I sat in the dark for a while staring blankly with nearly no thoughts in my head, frustration would be one word to describe it but really it was just wondering why. Why was all this happening, and why was it happening to me? I wonder what the purpose of suffering is even when we can just not. The complete question of why so much chaos occurs in this world, in this mansion when we really could just get along. I mean if they didn't need someone to inherit all this would they have even had me?
Would they have just continued their lives and tried to figure it out? Would Rene' have not been a victim of this mansion's cruelty and gone on to live a better life?
It all makes me wonder and question so much...
I hear a noise pass by my room and something thin is being slid under my door, making my brows furrow. Here we go again, playing this letter and clue game and trying not to get in trouble. Wonder how it's going to work out this time.
This time..
"To be honest, there is no good and evil, just humans and creatures.

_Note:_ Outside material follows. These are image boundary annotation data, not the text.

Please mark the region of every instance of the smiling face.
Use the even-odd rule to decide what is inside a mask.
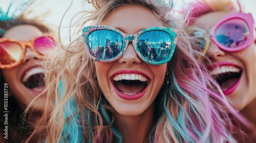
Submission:
[[[36,27],[31,25],[19,25],[8,30],[3,37],[16,40],[29,41],[35,37],[43,35]],[[42,81],[43,70],[39,66],[40,60],[31,50],[26,49],[26,56],[22,63],[11,68],[2,69],[3,77],[8,84],[12,96],[18,103],[28,105],[44,89],[38,87]],[[41,99],[33,105],[34,111],[41,110],[45,104]]]
[[[230,14],[211,12],[199,17],[194,25],[208,30]],[[215,65],[210,68],[211,75],[217,79],[230,104],[239,111],[248,105],[256,97],[255,42],[241,51],[229,52],[211,41],[206,56]]]
[[[120,8],[101,23],[134,34],[142,29],[162,26],[148,9],[138,5]],[[129,43],[124,54],[109,63],[95,62],[97,79],[111,106],[123,115],[138,115],[150,108],[163,84],[167,64],[154,65],[141,60]],[[126,80],[121,80],[123,77]],[[152,107],[152,106],[151,106]]]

But personally, in my eyes, evil is sealed into human hatred. Don't you think?" The witch glanced up at the wolf with a nod. "Yeah, I can agree. Humans act differently when they hate something, truly evil." "Exactly. Now answer my question: Would you have let them kill me if I had done something wrong?"
The witch frowned and bit her lip, "Yes, and if I thought you had bad intentions, I would have let you die that day with no regret. Because I feel you would have deserved it, whether you had a family or not."